The worst-case scenario, as spelled out by Moody’s, isn’t as dire as it seems. The global 12-month trailing speculative-grade default rate will probably hit 9.5% by March 2021, up from 4.7% last month, and in its pessimistic forecast it’ll reach 16%, higher than at any point in the last 20 years. Drilling down deeper, Moody’s estimates the one-year default rate in the four industries most vulnerable to the coronavirus pandemic with the highest concentrations (on average 1% to 5%) in U.S. CLOs: hotel gaming and leisure, 17.5%; retail, 10.8%; automotive, 15.1%; and durable consumer goods, 15.1%.
Obviously, the next 12 months will be painful for individual holders of those leveraged loans. Moody’s has long predicted that recoveries in a downturn will be lower than the historical average, with first-lien loans recouping closer to 61%, compared with the long-term rate of 77%, and second-lien debt will get just 14% compared with 43%. And, as I wrote last month, funds investing in the riskiest portions of CLOs have suffered a wipeout and haven’t benefited from the rebound in risky assets over the past two months.

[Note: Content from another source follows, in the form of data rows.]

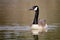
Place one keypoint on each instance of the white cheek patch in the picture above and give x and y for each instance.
(35, 9)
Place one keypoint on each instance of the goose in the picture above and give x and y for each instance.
(35, 27)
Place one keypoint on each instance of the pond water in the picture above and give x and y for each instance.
(24, 33)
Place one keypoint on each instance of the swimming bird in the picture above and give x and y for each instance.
(35, 27)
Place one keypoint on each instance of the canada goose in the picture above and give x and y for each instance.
(35, 27)
(36, 9)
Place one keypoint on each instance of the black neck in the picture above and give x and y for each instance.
(35, 21)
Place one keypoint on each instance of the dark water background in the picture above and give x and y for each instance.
(24, 33)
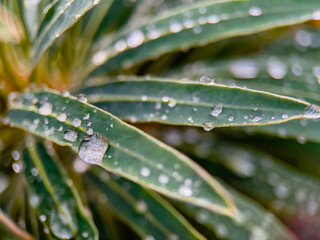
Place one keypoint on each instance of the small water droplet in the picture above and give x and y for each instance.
(145, 172)
(206, 79)
(255, 11)
(163, 179)
(208, 126)
(141, 206)
(62, 117)
(216, 109)
(45, 109)
(82, 98)
(70, 135)
(93, 148)
(230, 118)
(312, 111)
(135, 38)
(76, 122)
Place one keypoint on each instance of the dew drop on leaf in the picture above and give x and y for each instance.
(208, 126)
(216, 109)
(82, 98)
(93, 148)
(62, 117)
(70, 135)
(45, 109)
(312, 111)
(206, 79)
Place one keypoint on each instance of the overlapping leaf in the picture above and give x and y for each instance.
(146, 212)
(196, 104)
(59, 207)
(197, 25)
(60, 15)
(117, 147)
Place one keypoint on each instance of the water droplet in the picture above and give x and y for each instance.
(216, 109)
(34, 172)
(15, 155)
(256, 119)
(185, 191)
(135, 38)
(45, 109)
(163, 179)
(255, 11)
(85, 234)
(213, 19)
(141, 206)
(76, 122)
(65, 93)
(70, 135)
(230, 118)
(206, 79)
(82, 98)
(93, 148)
(145, 172)
(172, 102)
(312, 111)
(244, 68)
(144, 98)
(62, 117)
(42, 218)
(99, 57)
(208, 126)
(16, 167)
(175, 27)
(276, 68)
(303, 38)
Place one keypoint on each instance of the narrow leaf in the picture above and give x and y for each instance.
(198, 25)
(102, 139)
(251, 221)
(146, 212)
(60, 16)
(195, 104)
(58, 205)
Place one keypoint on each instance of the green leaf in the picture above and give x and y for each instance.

Whether speculators face losses is not the question at hand, however. It’s about financial giants like JPMorgan Chase & Co. and Citigroup Inc., two banks flagged as owning $35 billion and $20 billion of CLOs as of March 31, respectively. Setting aside that these are once again absolute numbers, even if Moody’s double-digit default rates over the next year come to pass, investment-grade tranches seem destined to come out unscathed. According to the credit-rating company’s analysis, the cumulative collateral default rate would have to reach 70% to 80% before double-A CLOs take losses, assuming a 60% recovery rate. DoubleLine Capital Chief Investment Officer Jeffrey Gundlach, for one, said on a webcast last week that middle-of-the-capital-structure CLOs were among his picks for most attractive assets, given that he sees a “significant march towards par in their future.”

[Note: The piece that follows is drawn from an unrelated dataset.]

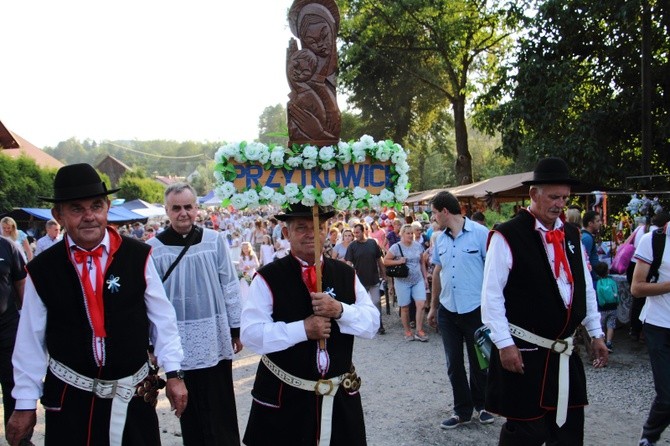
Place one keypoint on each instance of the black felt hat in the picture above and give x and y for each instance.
(299, 210)
(551, 170)
(77, 182)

Certainly, every loan and CLO has its own quirks. Barclays Plc strategists flagged the bankruptcy plans of Acosta Inc. and J.C. Penney Co., which gave CLOs a recovery rate 20 to 30 points lower than other first-lien holders. The problem, they found, was that an aggressive approach from a small group of distressed investors can put CLOs at a disadvantage, in part because many quickly bail on the loans when they’re downgraded, and also because stated investment criteria largely ban purchases of defaulted assets or bridge loans. If this relative lack of flexibility takes a bite out of recovery rates time and again, Moody’s and others may have to reconsider their loss scenarios.

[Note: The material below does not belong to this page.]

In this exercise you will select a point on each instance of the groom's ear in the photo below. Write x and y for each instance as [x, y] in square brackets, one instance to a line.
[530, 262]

Even still, it’s almost impossible given the evidence to extrapolate widespread losses to the biggest U.S. banks. The Atlantic’s hypothetical stipulates that “later this summer, leveraged-loan defaults will increase significantly,” which goes against the current outlook from Moody’s, and that “holders of leveraged loans will thus be fortunate to get pennies on the dollar as companies default.”
Yes, the equity portions and speculative-grade tranches will face losses. They might even be wiped out entirely. That may seem like a novel concept when the Federal Reserve has taken to backstopping just about all forms of debt, but as S&P Global Ratings has said, that’s just CLOs “working as intended during periods of economic stress.”
There are any number of reasons to fret about America’s recovery from the coronavirus crisis. A repeat financial collapse at the hands of a structured product with a similar sounding acronym isn’t one of them.